Créée à la demande conjointe de la prieure générale des BSCM et d'anciennes sœurs, la commission a travaillé en totale indépendance pendant environ dix huit mois, d'août 2024 à janvier 2026.
Présidée par M. Hervé Giaume, ancien haut fonctionnaire de l'État, elle réunissait une équipe pluridisciplinaire (accompagnatrice spirituelle, canoniste, juriste, médecin spécialisé des emprises, historien, théologien, auditeurs financiers et patrimoniaux, vingtaine d'écoutants formés), tous bénévoles.
Une enquête approfondie et un constat d'emprise systémique
De janvier à juillet 2025, la commission a conduit 159 entretiens (310 heures) avec les 86 sœurs actuellement membres des BSCM, 28 anciennes sœurs et 45 autres témoins (évêques, prêtres, religieuses, laïcs). Tous les prieurés ont été visités et près de 10 000 réponses à un questionnaire anonyme ont été analysées.

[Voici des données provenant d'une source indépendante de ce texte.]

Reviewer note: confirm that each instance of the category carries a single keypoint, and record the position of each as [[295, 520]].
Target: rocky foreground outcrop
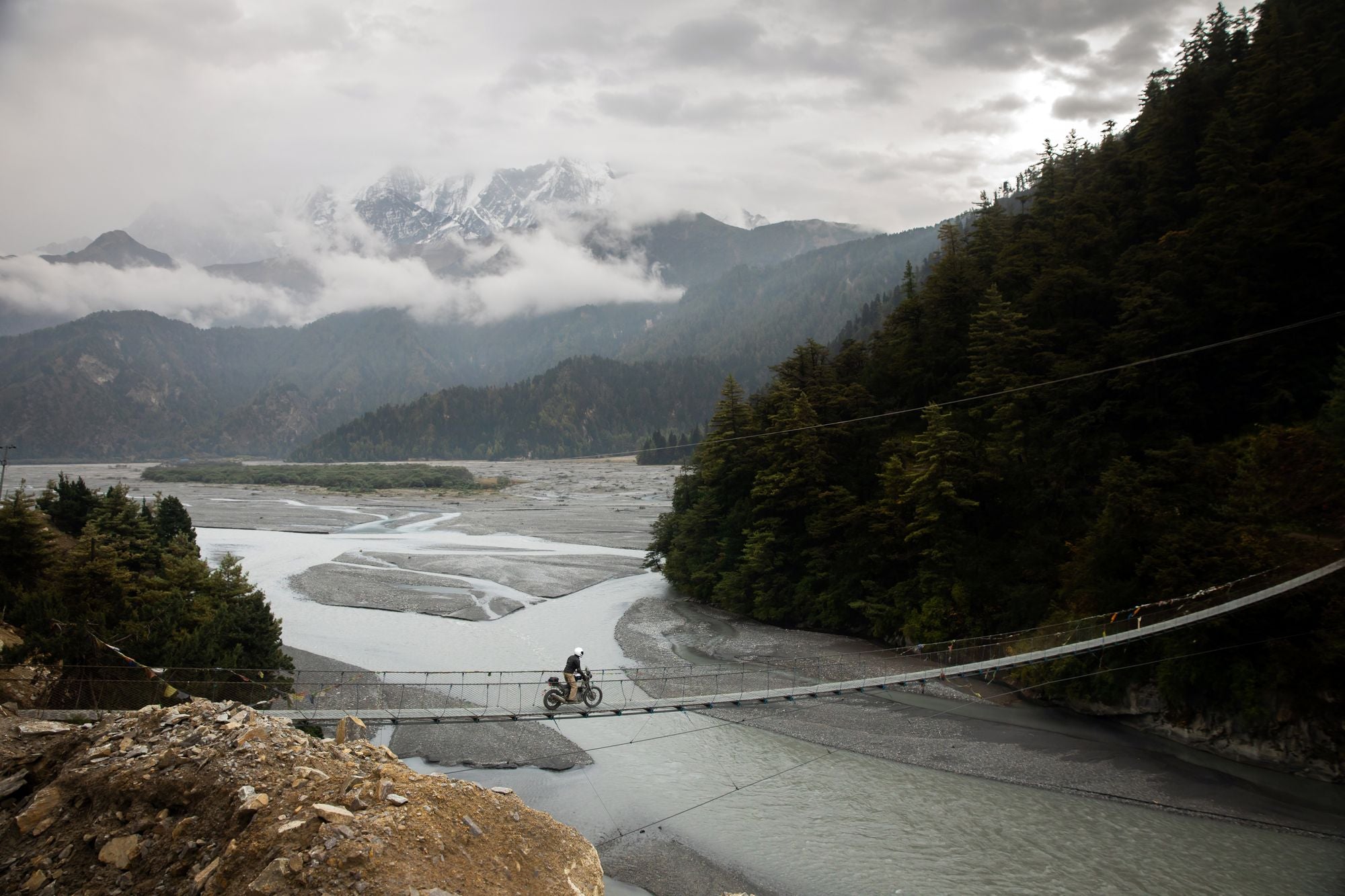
[[213, 798]]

Le rapport établit l'existence d'abus spirituels, d'emprises psychologiques, d'abus de pouvoir et parfois de violences physiques, devenus progressivement systémiques à partir des années 1970 : isolement, surveillance, abus spirituels, emprises psychologiques, silence imposé, suractivité, recours répété à des traitements médicamenteux pour certaines sœurs. Ces dérives ont eu des conséquences lourdes sur les plans psychologique, physique, spirituel et social.
La commission souligne la responsabilité majeure de la gouvernance de l'époque de la congrégation, les carences du contrôle interne, ainsi que des insuffisances du contrôle exercé par certaines autorités ecclésiales et par des professionnels de santé.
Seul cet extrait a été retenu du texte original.